Un puntino nero – infinitesimale macchia nel piatto – sembrava galleggiare sulla ceramica bianca. Il setter irlandese della modella, Tato, cercò di allungarvi sopra una lappata, ma il suo tentativo gli valse solo una tirata di guinzaglio.

Il filosofo pose il piatto a terra, sul parquet di ciliegio. Il silenzio era rotto solo dalla musica, che trascolorava pallidamente nell’aria.

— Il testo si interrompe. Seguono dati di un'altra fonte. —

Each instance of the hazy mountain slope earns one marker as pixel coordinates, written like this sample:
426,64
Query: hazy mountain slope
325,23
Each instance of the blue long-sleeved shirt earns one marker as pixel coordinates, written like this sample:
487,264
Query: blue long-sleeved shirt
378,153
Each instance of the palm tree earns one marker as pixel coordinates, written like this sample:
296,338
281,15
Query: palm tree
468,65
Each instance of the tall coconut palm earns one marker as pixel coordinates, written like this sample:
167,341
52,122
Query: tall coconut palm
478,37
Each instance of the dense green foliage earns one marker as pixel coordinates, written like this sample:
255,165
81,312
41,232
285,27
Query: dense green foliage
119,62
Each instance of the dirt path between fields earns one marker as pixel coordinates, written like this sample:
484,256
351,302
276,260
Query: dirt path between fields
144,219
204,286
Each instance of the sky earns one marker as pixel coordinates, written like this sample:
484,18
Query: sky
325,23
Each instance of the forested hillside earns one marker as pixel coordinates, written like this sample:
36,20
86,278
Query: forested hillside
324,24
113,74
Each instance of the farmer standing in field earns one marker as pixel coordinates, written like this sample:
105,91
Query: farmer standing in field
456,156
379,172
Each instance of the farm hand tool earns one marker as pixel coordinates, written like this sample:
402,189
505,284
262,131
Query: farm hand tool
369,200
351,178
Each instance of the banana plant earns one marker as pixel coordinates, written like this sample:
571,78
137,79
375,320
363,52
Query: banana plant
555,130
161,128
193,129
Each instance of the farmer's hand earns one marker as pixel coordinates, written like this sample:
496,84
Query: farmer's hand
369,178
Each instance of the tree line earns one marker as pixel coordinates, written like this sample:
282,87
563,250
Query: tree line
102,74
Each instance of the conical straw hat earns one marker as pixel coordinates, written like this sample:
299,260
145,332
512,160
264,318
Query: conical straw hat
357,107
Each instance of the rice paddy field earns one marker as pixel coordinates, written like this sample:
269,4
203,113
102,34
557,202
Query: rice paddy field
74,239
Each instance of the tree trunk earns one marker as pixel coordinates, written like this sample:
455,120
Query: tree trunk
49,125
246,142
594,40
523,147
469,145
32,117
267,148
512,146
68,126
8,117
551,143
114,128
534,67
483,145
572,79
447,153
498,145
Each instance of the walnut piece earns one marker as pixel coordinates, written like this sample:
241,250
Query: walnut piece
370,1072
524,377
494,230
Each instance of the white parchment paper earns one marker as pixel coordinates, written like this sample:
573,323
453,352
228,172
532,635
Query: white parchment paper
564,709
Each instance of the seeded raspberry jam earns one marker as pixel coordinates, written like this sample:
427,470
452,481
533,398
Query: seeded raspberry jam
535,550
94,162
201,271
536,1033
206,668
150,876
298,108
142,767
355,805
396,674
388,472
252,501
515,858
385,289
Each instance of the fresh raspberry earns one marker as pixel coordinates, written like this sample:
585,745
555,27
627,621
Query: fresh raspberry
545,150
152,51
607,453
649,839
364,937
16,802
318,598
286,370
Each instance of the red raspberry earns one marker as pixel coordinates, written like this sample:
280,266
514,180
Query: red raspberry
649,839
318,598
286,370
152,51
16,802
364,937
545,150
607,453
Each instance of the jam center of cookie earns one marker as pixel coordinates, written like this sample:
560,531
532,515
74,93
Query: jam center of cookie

I capelli e le sopracciglia di Gerar splendevano come gelida brina sotto il lampadario di ferro battuto che avevo accostato ai mobili antichi e ai preziosi quadri rinascimentali dell’attico.

"Guardate questo minuscolo uovò, in questo piatto bianco". L’inflessione delle sue parole era marcatamente francese, il tono era piano, il ritmo era lento, e pareva attardarsi anche su quello del sassofono, languido e strascicato. I volti informi e tutti uguali degli ospiti impallidirono per la solennità del momento, mentre lo sciocco marito della mia vicina di casa rideva e batteva le mani, in tutto e per tutto simile a una foca da circo obesa, convinto di aver finalmente trovato qualcosa che lo divertisse e che lo distogliesse dalla noia del suo mestiere.

"Questa cosa così piccola è capace di inghiottire tutta la luce che la colpisce. Soltanto perché è nera. Capite? Non le importa quanto bianco sia il piatto". Una nota interrogativa interruppe il costante lamento del sax.

"Immaginate che un uomo molto ricco una mattina si svegli con un’idea terribile. Un uomo a cui piacciano le uova di storione, un uomo incosciente, senz’anima!- e lo disse con rabbia, ed enfasi particolare, tanto che le sopracciglia gli si contrassero violentemente- Immaginate che quest’uomo finanzi dei laboratori di ingegneria genetica perché modifichino il Dna degli storioni, di modo che una sola femmina produca chili e chili di uova al giorno, e a costi minimi. Tanto minimi da permettere di sfamare l’intera Africa per una settimana con il mio stipendio mensile. Quest’uomo si farà prendere la mano. Riempirà i fiumi di orrendi storioni, credendosi il benefattore dell’umanità!".

"Immaginatevi le folli quantità di uova nere- gemme di vita e di morte- che inonderanno le terre emerse, fino a sommergerle, fino a quando avranno conquistato il totale dominio sulla luce. Da queste uova puzzolenti nasceranno milioni di putridi storioni, e il mondo stesso verrà consumato dalle loro ruvide scaglie".

Si zittì, e rise. La mia vicina cacciò un urlo acuto. E Gerar le sorrise sornione: "Signori, sono un filosofo. Non dovete prendermi troppo sul serio. La parole a été donnée à l’homme pour cacher sa pensée".